Le nom arabe « Zeitoun » n'évoque pas forcément tout de suite l'image du héros américain par excellence. Pourtant, dans le nouvel ouvrage du célèbre écrivain et éditeur Dave Eggers, dont l'histoire est véridique, le personnage principal, Abdulrahman Zeitoun, Américain musulman d'origine syrienne, incarne avec fierté les vertus chères à l'Amérique. A l'approche de l'ouragan Katrina, en août 2005, ce bon samaritain, courageux et généreux renonce à quitter sa ville natale de la Nouvelle-Orléans pour secourir ses voisins. Malgré son comportement héroïque, les autorités le soupçonnent à tort de cambriolage, lorsqu'ils le trouvent, avec des amis, sur une propriété de location dont il est en fait le propriétaire. La Federal emergency and management agency (FEMA) arrête sans ménagement l'homme et ses amis, les accusant d'appartenir au mouvement des Taliban et à Al-Qaïda. Ils sont ensuite brutalement incarcérés pendant plusieurs semaines. Au cours de cet entretien, Dave Eggers parle de l'aventure étonnante de Zeitoun et de sa famille.
Comment et pourquoi vous êtes-vous trouvé mêlé à l'histoire incroyable de cette famille américano-musulmane, qui a enduré la tragédie et la discrimination dont elle a été victime, avec force et espoir ?

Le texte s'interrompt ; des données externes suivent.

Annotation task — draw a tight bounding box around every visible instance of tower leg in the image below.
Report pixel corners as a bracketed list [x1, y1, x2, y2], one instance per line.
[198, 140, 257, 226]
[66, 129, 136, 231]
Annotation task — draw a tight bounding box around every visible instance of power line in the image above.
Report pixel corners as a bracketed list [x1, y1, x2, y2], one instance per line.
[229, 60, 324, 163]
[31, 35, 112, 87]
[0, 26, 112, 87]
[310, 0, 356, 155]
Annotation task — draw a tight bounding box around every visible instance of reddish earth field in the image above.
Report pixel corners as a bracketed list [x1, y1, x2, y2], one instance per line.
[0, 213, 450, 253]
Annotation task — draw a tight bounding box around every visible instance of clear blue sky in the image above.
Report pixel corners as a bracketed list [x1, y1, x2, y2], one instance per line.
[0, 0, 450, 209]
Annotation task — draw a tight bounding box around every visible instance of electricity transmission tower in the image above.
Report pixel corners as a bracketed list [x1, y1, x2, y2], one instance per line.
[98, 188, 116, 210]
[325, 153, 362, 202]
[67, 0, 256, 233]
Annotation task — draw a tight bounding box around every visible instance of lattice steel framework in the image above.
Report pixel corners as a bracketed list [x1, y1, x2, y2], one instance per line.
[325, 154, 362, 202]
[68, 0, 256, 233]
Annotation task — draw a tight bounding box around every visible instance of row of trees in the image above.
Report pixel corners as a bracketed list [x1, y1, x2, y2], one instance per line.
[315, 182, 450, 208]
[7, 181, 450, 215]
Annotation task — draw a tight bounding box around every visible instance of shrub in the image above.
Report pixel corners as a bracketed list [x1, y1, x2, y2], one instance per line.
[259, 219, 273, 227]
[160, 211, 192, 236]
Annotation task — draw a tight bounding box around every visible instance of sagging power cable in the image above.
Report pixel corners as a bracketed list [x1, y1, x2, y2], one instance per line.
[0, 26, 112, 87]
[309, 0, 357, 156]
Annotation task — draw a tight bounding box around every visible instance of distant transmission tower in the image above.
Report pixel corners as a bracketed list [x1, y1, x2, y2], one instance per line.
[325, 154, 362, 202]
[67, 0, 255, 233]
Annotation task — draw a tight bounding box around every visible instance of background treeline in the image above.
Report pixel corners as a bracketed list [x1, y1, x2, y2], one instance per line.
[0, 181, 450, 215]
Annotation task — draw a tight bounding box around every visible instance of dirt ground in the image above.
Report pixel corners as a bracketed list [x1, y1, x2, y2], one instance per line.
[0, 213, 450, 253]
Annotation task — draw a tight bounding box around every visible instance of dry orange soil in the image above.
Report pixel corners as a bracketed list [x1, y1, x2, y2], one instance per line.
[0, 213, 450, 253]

Dave Eggers : Je suis éditeur pour une série de livres – dont la publication est à but non lucratif – appelée Voice of Witness, dans lesquels on utilise l'histoire orale pour explorer des crises sur le plan des droits humains. Le deuxième volume de cette série a pour thème l'ouragan Katrina et les personnes qui ont été négligées avant et après le passage de celui-ci. L'histoire de la famille Zeitoun fait partie des récits de ce livre. L'idée est venue aux responsables de la publication de Voice of Witness, dont je faisais partie, d'en faire un livre à part. Nous avons décidé de concrétiser cette idée vers la fin de l'année 2006. Pensez-vous que les histoires comme celle-ci créent une passerelle de compréhension et font que les personnes, comme les officiers qui ont arrêté Abdulrahman, comprennent petit à petit que les Zeitoun, bien que musulmans, sont des citoyens américains à part entière ?
A mon avis, c'est pour cela que mes histoires sont indispensables. Dans les 70 premières pages du livre – avant que l'ouragan ne se déclenche – je cherchais simplement à raconter la vie d'une famille américaine qui se trouve être de religion musulmane. Je suis surpris de voir qu'en dépit de toute l'information qui a été diffusée sur l'Islam par les médias américains – en réponse à des questions du type : «Qui sont les musulmans ?» et « Que veulent-ils ? » – il y ait encore une incompréhension et méconnaissance si profonde de la communauté musulmane.

La lecture du Coran m'a beaucoup éclairé. J'ai pu trouver une merveilleuse traduction de Laleh Bakhtiar qui m'a ouvert à la beauté de cette religion d'une manière dont aucune interprétation du texte n'y était parvenu auparavant. Bien entendu, dans mon livre vous trouverez, très clairement, des allusions à la place importante que l'Islam accorde à la justice sociale, à la paix et aux personnes démunies. Il y a plusieurs raisons qui incitent Abdulrahman à aider ceux qui sont dans le besoin : sa foi, son sens du devoir en tant qu'Américain et bon voisin et enfin son désir d'honorer la mémoire de son frère Mohammed. orsqu'Abdulrahman est injustement incarcéré, il se remet en question et se demande si ce n'est pas plutôt par arrogance et pour son propre ego qu'il s'est senti obligé de rester pendant que les autres se faisaient évacuer. Selon vous, pourquoi est-il resté ?
Premièrement, cet homme est inébranlable et n'a peur de rien. Il a vu des tas de choses dans sa vie au cours de ses voyages sur des navires marchands. Il a vécu de nombreuses tempêtes et se souvient même de l'inondation de l'île d'Arwad, au large de la Syrie, où vivait sa grand-mère quand il était enfant.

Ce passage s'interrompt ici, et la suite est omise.